Finite Volume Simulation Framework for Die Casting with Uncertainty Quantification

TL;DR

This paper introduces a comprehensive finite volume simulation framework for die casting that incorporates heat transfer, fluid flow, microstructure estimation, and uncertainty quantification, enabling faster and validated solidification process modeling.

Contribution

It presents a novel computational framework combining advanced numerical methods and uncertainty quantification for more accurate and efficient die casting simulations.

Findings

Significant computational speed-up achieved.

Validated simulation results against experimental data.

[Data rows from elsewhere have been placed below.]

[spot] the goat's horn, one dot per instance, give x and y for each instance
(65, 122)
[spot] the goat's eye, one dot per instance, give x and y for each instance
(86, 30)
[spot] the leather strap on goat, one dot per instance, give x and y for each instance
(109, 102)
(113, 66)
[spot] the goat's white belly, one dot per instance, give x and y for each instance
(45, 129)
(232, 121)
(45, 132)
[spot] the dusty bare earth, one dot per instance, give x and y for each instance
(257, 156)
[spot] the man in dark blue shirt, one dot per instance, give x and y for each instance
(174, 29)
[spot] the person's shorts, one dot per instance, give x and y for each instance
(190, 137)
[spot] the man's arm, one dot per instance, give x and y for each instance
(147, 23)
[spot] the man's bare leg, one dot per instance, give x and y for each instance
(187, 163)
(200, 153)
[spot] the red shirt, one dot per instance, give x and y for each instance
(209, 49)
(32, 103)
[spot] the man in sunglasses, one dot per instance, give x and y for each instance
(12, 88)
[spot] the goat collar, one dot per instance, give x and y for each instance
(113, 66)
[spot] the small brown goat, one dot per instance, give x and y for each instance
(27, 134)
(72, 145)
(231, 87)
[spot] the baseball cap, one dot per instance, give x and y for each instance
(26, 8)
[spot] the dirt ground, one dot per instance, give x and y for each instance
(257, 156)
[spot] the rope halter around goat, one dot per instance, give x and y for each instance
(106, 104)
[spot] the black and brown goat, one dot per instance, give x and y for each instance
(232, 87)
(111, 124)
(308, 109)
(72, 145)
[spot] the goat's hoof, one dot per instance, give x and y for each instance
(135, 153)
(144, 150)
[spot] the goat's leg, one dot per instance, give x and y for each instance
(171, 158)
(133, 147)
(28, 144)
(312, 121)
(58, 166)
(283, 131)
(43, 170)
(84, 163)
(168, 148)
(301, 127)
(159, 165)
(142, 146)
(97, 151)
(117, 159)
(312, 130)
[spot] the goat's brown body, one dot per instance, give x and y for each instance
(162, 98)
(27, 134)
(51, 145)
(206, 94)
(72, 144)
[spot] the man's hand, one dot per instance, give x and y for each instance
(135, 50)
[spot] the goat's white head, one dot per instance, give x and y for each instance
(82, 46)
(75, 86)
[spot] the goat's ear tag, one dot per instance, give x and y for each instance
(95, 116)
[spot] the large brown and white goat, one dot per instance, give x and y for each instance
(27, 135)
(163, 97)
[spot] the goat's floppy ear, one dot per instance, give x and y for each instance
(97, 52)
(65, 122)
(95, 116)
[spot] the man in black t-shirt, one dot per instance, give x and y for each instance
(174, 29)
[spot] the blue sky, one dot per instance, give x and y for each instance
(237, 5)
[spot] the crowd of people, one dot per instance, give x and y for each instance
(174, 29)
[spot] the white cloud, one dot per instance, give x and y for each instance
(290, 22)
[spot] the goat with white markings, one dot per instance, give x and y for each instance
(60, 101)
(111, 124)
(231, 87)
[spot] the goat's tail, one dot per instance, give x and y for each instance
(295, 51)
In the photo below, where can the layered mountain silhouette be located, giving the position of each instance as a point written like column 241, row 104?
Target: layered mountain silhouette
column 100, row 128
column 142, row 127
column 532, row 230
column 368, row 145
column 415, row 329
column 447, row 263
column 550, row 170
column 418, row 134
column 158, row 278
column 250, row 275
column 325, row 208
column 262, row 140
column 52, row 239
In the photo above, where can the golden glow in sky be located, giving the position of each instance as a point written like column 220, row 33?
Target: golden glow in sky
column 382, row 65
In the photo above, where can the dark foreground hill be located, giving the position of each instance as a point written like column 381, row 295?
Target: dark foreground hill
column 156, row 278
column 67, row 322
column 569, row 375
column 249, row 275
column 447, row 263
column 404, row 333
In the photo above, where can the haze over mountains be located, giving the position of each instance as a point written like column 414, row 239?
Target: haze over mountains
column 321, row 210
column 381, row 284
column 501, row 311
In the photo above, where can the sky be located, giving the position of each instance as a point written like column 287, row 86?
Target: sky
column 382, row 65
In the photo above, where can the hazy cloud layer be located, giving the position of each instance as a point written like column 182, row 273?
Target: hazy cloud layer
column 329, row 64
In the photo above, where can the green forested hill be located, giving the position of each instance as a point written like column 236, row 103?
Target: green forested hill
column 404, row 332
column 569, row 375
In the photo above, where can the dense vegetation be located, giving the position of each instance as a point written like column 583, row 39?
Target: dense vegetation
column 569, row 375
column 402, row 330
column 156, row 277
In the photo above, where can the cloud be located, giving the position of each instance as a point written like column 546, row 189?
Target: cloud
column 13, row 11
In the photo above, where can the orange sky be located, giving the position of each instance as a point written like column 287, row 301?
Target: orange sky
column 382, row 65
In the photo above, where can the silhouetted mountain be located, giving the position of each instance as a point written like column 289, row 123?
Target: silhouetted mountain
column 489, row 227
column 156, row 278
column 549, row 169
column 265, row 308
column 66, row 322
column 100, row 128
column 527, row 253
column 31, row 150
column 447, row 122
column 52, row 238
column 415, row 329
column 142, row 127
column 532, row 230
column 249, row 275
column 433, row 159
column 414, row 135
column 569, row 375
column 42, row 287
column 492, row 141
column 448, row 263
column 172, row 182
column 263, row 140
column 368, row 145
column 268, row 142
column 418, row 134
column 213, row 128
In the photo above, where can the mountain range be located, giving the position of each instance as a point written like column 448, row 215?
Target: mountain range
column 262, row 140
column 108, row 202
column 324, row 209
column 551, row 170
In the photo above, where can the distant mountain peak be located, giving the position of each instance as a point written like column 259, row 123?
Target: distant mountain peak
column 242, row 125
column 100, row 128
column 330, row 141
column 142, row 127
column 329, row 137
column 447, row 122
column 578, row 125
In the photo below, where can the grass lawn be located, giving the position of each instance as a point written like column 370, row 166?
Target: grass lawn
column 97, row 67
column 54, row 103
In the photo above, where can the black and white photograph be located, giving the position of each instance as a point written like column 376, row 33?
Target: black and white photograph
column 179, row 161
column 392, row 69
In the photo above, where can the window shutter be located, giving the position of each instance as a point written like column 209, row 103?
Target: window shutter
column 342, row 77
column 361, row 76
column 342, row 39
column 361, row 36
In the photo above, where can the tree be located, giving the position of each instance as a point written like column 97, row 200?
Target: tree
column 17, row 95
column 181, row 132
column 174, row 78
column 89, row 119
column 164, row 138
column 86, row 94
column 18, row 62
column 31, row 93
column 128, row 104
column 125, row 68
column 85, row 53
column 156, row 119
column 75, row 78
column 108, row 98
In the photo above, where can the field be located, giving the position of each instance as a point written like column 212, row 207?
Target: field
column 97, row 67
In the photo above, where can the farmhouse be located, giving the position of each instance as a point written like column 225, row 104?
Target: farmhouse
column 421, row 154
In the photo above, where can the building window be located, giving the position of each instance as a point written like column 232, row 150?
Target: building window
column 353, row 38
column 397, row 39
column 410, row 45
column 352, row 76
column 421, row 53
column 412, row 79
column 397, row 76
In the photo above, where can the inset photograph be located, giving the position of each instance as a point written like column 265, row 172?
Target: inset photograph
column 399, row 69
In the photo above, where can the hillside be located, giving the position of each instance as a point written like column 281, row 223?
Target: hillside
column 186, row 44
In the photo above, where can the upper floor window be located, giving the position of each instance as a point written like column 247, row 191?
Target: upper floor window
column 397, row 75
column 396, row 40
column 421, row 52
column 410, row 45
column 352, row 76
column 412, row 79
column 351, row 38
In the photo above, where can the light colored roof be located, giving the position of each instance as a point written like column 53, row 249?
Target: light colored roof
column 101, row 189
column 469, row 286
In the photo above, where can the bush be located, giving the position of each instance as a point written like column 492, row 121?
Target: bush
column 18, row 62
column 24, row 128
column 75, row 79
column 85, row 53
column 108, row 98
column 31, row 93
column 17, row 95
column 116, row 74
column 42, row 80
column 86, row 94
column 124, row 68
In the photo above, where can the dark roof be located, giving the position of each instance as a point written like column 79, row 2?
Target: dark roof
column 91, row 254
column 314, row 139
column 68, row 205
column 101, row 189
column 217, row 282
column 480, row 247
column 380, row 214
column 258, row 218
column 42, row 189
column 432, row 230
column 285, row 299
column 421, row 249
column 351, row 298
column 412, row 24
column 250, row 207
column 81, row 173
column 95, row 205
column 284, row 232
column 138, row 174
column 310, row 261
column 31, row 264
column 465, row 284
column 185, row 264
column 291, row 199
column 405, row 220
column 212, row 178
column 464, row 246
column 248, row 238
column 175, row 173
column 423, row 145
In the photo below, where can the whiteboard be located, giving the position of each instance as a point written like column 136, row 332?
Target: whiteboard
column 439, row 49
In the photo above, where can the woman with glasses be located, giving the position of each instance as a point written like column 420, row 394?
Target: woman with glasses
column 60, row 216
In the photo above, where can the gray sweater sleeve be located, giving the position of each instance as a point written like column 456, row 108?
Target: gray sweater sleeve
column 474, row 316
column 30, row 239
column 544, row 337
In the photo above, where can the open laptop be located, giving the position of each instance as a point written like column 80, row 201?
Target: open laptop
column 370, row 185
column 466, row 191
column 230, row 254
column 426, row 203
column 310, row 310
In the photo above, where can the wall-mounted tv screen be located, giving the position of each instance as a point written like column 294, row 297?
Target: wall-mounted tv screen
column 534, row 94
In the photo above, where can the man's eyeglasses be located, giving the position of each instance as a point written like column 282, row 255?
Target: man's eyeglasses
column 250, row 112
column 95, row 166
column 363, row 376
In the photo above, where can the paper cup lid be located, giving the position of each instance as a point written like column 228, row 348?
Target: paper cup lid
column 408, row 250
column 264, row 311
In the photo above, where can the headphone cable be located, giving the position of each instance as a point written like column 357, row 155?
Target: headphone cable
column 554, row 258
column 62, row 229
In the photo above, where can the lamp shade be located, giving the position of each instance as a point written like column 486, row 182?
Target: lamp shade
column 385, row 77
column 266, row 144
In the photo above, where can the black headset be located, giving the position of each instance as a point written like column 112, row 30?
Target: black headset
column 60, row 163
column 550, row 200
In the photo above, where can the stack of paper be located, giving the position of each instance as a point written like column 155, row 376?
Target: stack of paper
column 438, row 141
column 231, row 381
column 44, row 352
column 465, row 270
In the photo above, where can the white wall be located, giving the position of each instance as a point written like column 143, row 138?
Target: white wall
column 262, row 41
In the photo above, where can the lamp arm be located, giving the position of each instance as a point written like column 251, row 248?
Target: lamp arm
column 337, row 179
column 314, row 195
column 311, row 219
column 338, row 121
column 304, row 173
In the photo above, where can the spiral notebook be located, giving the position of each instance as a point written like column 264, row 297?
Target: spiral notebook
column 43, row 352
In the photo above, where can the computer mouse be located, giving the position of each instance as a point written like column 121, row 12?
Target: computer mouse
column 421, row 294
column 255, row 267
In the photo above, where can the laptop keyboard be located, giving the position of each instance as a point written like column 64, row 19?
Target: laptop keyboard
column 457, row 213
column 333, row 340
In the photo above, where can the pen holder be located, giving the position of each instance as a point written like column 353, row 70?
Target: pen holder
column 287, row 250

Effective incorporation of stochastic input variations.

Abstract

The present paper describes the development of a novel and comprehensive computational framework to simulate solidification problems in materials processing, specifically casting processes. Heat transfer, solidification and fluid flow due to natural convection are modeled. Empirical relations are used to estimate the microstructure parameters and mechanical properties. The fractional step algorithm is modified to deal with the numerical aspects of solidification by suitably altering the coefficients in the discretized equation to simulate selectively only in the liquid and mushy zones. This brings significant computational speed up as the simulation proceeds. Complex domains are represented by unstructured hexahedral elements. The algebraic multigrid method, blended with a Krylov subspace solver is used to accelerate convergence. State of the art uncertainty quantification technique is included in the framework to incorporate the effects of stochastic variations in the input parameters. Rigorous validation is presented using published experimental results of a solidification problem.